At least one SE (i.e., adverse events subjectively attributed to the psychotherapy itself) was reported by 15.2% of outpatients. “Troubles finding insurance or being anxious to apply for new insurance” was the most commonly reported SE (4.6%), followed by “experiencing more conflicts in partnership” (3.0%), “experiencing more downs since the end of my therapy” (3.0%), and “worries that my colleagues or friends could find out about my psychotherapy” (2.5%). The frequencies of all SE are displayed in Table 2. More SE were reported if outpatients reported more current interpersonal difficulties (r = 0.19, p = 0.007), prior experiences with psychotherapy existed (rpb = 0.18, p = 0.010), and less time since the termination of psychotherapy had passed (r = −0.16, p = 0.030). All correlations of NEP and patient and clinical variables are presented in Supplementary Material S1.

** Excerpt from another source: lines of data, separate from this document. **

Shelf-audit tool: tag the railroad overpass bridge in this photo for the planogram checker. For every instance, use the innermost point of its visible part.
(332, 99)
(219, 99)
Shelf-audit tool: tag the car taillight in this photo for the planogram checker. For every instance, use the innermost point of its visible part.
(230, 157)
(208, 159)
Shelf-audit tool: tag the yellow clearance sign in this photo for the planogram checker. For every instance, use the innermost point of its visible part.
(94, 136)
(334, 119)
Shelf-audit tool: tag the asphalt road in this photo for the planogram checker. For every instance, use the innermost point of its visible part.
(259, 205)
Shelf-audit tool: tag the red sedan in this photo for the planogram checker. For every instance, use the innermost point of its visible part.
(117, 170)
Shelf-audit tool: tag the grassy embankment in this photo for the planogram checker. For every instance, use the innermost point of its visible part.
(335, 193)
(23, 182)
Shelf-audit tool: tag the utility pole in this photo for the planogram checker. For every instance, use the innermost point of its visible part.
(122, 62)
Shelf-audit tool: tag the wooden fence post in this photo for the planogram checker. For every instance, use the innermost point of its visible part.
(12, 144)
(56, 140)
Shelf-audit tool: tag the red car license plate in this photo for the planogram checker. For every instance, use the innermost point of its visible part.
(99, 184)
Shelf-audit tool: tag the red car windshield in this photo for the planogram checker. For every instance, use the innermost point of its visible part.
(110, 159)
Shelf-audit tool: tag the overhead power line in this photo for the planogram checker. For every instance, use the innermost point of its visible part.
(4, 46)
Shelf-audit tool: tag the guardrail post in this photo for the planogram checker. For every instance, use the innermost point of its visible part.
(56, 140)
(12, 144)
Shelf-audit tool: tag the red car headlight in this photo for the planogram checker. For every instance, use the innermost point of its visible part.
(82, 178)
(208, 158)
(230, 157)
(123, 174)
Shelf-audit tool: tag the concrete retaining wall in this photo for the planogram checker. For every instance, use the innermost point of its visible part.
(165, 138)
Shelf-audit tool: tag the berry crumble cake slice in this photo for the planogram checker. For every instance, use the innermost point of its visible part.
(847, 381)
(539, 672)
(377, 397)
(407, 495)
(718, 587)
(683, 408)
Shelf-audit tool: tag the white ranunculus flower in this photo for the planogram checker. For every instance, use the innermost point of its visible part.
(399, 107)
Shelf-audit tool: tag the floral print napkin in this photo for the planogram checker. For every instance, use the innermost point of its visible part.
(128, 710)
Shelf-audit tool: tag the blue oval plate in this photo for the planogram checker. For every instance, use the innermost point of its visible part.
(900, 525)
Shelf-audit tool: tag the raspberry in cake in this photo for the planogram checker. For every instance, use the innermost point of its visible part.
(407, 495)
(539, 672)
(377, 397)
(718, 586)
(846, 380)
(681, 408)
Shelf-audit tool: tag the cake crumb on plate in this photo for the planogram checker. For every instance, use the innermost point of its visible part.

Table 2. Frequency of reported negative effects in outpatient (on average, 3.76 years after psychotherapy) and inpatient sample (9 months after psychotherapy).
Overall, 7.1% of outpatients reported having experienced MUB. Most frequently, they reported “feeling forced to do things I did not want to do (e.g., confrontations, role plays)” (4.1%), “being hurt by what the therapist said to me” (3.6%), or “feeling personally ridiculed by my therapist” (1%). Nobody reported sexual or physical abuse as well as violation of confidentiality (Table 2). The frequency of reported MUB was higher if outpatients were younger (r = −0.14, p = 0.046) and perceived their therapeutic alliance as less positive at discharge (r = −0.17, p = 0.015).
Most inpatients (72.9%) reported positive effects of their inpatient treatment; the most frequent positive effect was “feeling less troubled by my past” (49.2%). Adverse events during psychotherapy with an external cause were mentioned by 72.9% of inpatients.
At least one SE of inpatient treatment was reported by 37.3% of respondents. Inpatients most often reported “experiencing more downs since the end of my therapy” (16.1%) and “feeling addicted to my therapist” (12.7%). The frequencies of all SE are displayed in Table 2. More SE were reported if inpatients reported higher initiative as an indicator for higher motivation for psychotherapy at treatment beginning (r = 0.18, p = 0.049).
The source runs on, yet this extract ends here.